## Outline
* Basic elements in html and what they are (html, body, tables, trs, tds, divs)
* Common attributes in html, such as class and id
* Concept of selectors relationships (select children or direct child, next sibling, nth child)
* Parsing HTML(Beautiful Soup)

## The result of scraping: HTML data

* GET requests result in HTML; What does this look like?
* Let's see what is on the NYU Computer Science department website.

# Requests

* `requests` is a python package that allows you to use Python to interact with the Internet!  
* There are other packages (e.g. `urllib`), but `requests` is the easiest to use.

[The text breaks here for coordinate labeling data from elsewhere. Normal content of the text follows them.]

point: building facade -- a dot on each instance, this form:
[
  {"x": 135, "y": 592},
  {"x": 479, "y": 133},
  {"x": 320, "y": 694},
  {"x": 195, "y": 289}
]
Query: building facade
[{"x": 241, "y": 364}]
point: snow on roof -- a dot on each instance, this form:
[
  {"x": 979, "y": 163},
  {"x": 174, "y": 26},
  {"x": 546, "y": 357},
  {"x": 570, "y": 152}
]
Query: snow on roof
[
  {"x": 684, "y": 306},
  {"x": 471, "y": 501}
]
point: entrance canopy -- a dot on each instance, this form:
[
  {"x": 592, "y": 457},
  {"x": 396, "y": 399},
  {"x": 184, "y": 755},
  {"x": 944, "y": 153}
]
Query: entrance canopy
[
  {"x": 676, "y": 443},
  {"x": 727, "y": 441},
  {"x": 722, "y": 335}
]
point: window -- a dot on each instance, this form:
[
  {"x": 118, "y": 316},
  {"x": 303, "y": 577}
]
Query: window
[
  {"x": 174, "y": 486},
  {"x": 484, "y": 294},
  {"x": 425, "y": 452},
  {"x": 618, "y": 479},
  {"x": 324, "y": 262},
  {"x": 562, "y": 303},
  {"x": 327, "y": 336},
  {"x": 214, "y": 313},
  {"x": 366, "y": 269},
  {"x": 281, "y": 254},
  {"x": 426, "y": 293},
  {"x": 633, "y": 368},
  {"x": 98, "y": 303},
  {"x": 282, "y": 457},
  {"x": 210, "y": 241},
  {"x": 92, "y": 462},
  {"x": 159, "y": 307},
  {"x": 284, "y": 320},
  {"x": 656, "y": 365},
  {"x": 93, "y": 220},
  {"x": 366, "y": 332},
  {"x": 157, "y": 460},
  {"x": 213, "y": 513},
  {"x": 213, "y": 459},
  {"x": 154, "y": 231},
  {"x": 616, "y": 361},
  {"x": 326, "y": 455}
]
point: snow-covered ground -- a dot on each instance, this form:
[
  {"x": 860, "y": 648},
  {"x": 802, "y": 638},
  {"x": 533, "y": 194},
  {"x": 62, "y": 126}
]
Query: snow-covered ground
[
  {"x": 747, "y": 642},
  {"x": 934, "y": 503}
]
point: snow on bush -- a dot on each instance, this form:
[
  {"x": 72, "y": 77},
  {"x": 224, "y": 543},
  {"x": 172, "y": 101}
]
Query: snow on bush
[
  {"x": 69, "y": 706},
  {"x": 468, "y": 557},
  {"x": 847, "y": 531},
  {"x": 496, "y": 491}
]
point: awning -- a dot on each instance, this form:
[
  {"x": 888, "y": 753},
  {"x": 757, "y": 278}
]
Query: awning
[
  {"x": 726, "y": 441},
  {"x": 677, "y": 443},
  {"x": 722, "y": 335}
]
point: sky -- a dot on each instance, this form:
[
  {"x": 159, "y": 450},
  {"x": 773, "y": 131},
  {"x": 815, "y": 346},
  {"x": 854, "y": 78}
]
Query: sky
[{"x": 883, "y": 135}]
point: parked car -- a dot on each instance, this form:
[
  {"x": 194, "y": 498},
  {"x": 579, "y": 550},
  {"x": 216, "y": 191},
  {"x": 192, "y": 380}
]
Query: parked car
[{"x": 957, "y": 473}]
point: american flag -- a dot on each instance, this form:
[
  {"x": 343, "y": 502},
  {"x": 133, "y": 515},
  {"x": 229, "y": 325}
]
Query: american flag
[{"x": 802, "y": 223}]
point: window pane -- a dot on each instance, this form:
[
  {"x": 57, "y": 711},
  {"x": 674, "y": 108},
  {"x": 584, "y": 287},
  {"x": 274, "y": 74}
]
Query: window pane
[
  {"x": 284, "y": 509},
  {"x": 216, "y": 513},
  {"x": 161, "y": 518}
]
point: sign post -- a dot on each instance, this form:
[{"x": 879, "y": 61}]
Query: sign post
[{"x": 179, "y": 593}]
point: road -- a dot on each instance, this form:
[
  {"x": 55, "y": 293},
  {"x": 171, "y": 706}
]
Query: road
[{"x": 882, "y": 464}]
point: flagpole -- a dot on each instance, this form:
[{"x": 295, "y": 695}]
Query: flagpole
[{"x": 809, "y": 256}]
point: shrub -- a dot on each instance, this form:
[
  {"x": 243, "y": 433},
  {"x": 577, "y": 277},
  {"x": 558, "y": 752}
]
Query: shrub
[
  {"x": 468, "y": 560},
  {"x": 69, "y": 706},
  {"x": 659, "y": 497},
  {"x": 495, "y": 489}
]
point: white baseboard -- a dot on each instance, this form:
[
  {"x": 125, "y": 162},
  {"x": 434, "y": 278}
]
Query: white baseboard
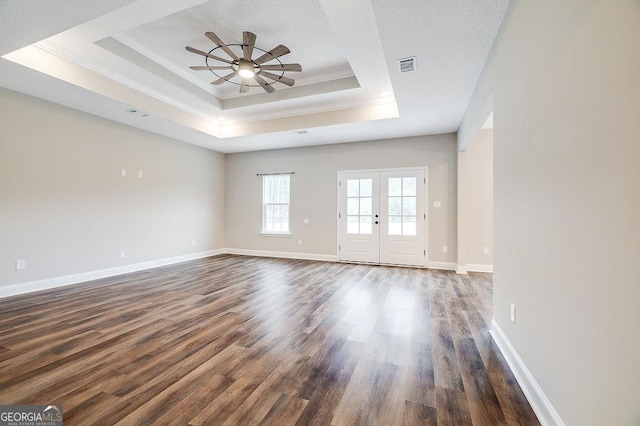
[
  {"x": 283, "y": 254},
  {"x": 28, "y": 287},
  {"x": 547, "y": 415},
  {"x": 479, "y": 268},
  {"x": 446, "y": 266}
]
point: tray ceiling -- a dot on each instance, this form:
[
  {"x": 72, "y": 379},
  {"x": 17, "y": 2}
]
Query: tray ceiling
[{"x": 131, "y": 56}]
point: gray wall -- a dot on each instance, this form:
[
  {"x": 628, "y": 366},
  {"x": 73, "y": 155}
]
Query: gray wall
[
  {"x": 566, "y": 90},
  {"x": 65, "y": 209},
  {"x": 475, "y": 203},
  {"x": 314, "y": 191}
]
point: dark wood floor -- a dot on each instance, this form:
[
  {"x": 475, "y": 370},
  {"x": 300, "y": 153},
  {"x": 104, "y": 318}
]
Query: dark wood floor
[{"x": 241, "y": 340}]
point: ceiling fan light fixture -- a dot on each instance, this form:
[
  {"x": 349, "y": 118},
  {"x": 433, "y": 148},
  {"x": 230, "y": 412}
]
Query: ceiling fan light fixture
[
  {"x": 245, "y": 69},
  {"x": 244, "y": 66}
]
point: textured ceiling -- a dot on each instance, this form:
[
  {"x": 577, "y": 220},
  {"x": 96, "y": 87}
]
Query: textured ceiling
[{"x": 106, "y": 57}]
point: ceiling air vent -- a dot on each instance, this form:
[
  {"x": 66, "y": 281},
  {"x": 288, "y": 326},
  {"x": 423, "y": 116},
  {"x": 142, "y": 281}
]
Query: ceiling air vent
[{"x": 407, "y": 64}]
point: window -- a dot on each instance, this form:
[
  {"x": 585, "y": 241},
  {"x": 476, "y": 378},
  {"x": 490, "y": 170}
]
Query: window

In fact, to get the UCSD home page is a simple as
```
import requests
text = requests.get("https://cs.nyu.edu/home/index.html").text
```

In [15]:
import requests
url = "https://cs.nyu.edu/home/index.html"

r = requests.get(url)
    
urlText = r.text

Nchars = 6000
print(urlText[:Nchars]) # Print the first 6000 characters
print("\n\n... " + str(len(urlText)-Nchars) + " additional characters")


<!DOCTYPE html>
<!--[if lt IE 7]>
<html class="no-js lt-ie9 lt-ie8 lt-ie7" lang="en"> <![endif]-->
<!--[if IE 7]>
<html class="no-js lt-ie9 lt-ie8" lang="en"> <![endif]-->
<!--[if IE 8]>
<html class="no-js lt-ie9" lang="en"> <![endif]-->
<!--[if gt IE 8]><!-->
<html class="no-js" lang="en">
 <!--<![endif]-->
 <head>
  <meta content="IE=edge" http-equiv="X-UA-Compatible"/>
  <meta charset="utf-8"/>
  <title>
   NYU Computer Science
  </title>
  <meta content="The homepage of the Computer Science Department at the Courant Institute of Mathematical Sciences, a part of New York University." name="description"/>
  <meta content="width=device-width, initial-scale=1" name="viewport"/>
  <link href="/home/dist/css/bootstrap.min.css" rel="stylesheet" type="text/css"/>
  <link href="//maxcdn.bootstrapcdn.com/font-awesome/4.3.0/css/font-awesome.min.css" rel="stylesheet"/>
  <link href="/home/css/main.css?20180702b" rel="stylesheet" type="text/css"/>
  <link href="https://cdnjs.cloudflare.com/ajax

In [16]:
len(r.text)

31159

Wow, that is gross looking!  It is **raw** HTML, which the browser uses to make the viewable site.

## What is HTML?

* HTML (HyperText Markup Language) is the most basic building block of the Web. It describes and defines the content of a webpage along with the basic layout of the webpage.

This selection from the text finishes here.